Lawrence Wagerfield Fragmenting The Heap Since 2000

30May/100

REST Principles

This article composes various findings from technical papers, journals, books and of course Fielding's original dissertation: Architectural Styles and the Design of Network-based Software Architectures.

Some aspects of this article are perhaps a little vague, but should hopefully provide a good starting point to those learning REST. I'd strongly recommend Fielding's dissertation and 'RESTful Web Services' by Richardson & Ruby; the former is essential for anyone serious about the topic.

Introduction

Representational State Transfer (REST) is an architectural style which was introduced in 2000 by Roy Fielding as part of his doctoral dissertation.

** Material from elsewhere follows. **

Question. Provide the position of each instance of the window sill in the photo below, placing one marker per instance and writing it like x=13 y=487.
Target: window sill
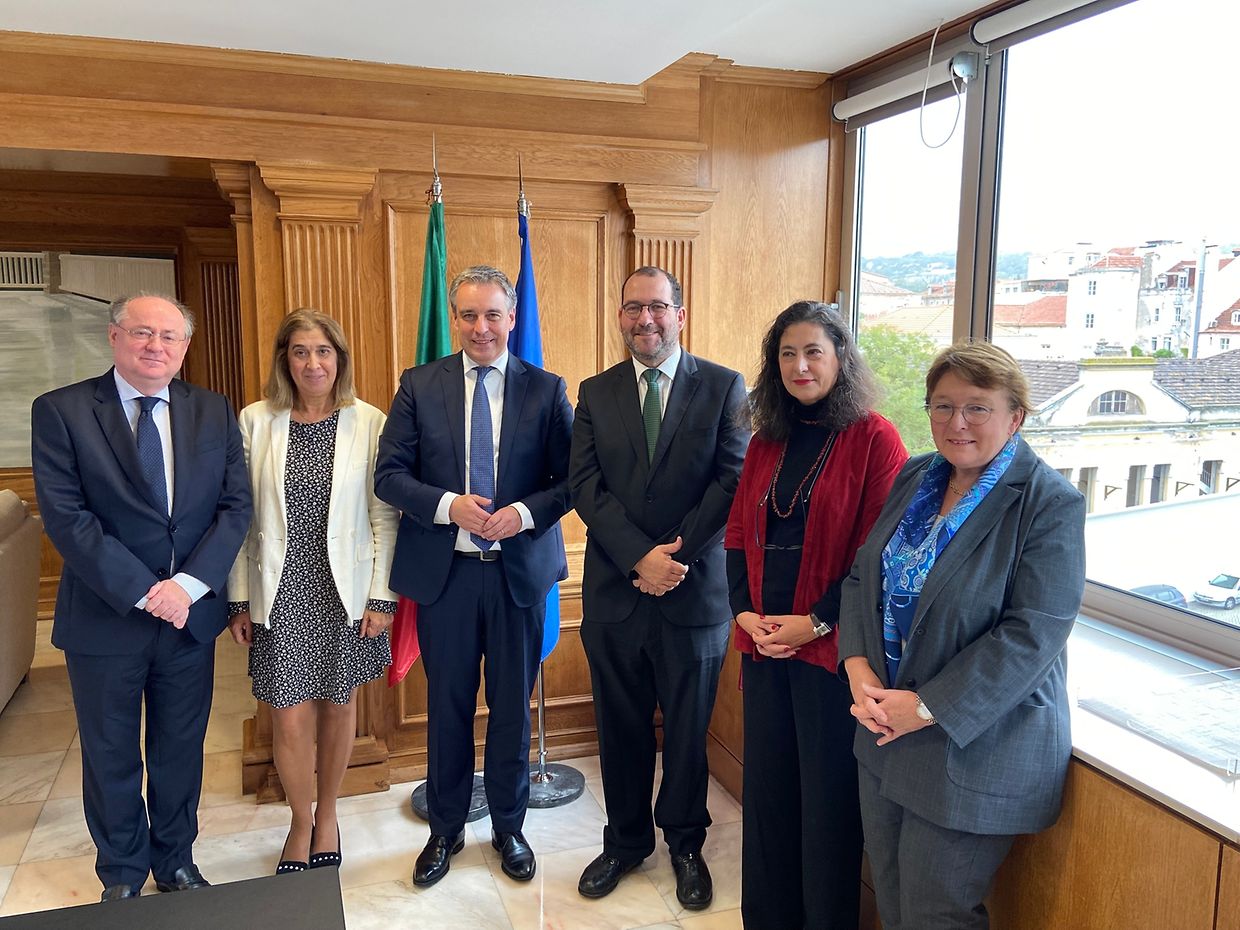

The paper was written as a description of what made the Web successful, and identifies that the Web's basic technologies generally suffice for distributed computing.

REST advocates a set of ideals for developing resource-oriented architectures (ROAs) and therefore exists as a contrast to concrete remote-procedure-call (RPC) specifications like WS-* and CORBA.

The chief principle of REST is to use the Web's core features and to avoid implementing any custom extensions. The following 8 principles simply reiterate this statement at a more granular level. Hi-REST APIs strictly conform to each of these principles, whereas Lo-REST APIs will only consider a few:

  1. Resources
  2. Representations
  3. Addressability
  4. Statelessness
  5. Descriptive URIs
  6. Hypermedia and HATEOAS
  7. Safety and Idempotence
  8. Interface Unity

Note: The term 'RESTful' can be used to describe any number of applications and protocols, primarily due to the broad scope of Fielding's REST dissertation. To prevent ambiguity this article will use the term 'REST API' to describe RESTful HTTP web services which are intended primarily, although not explicitly, for machine consumption.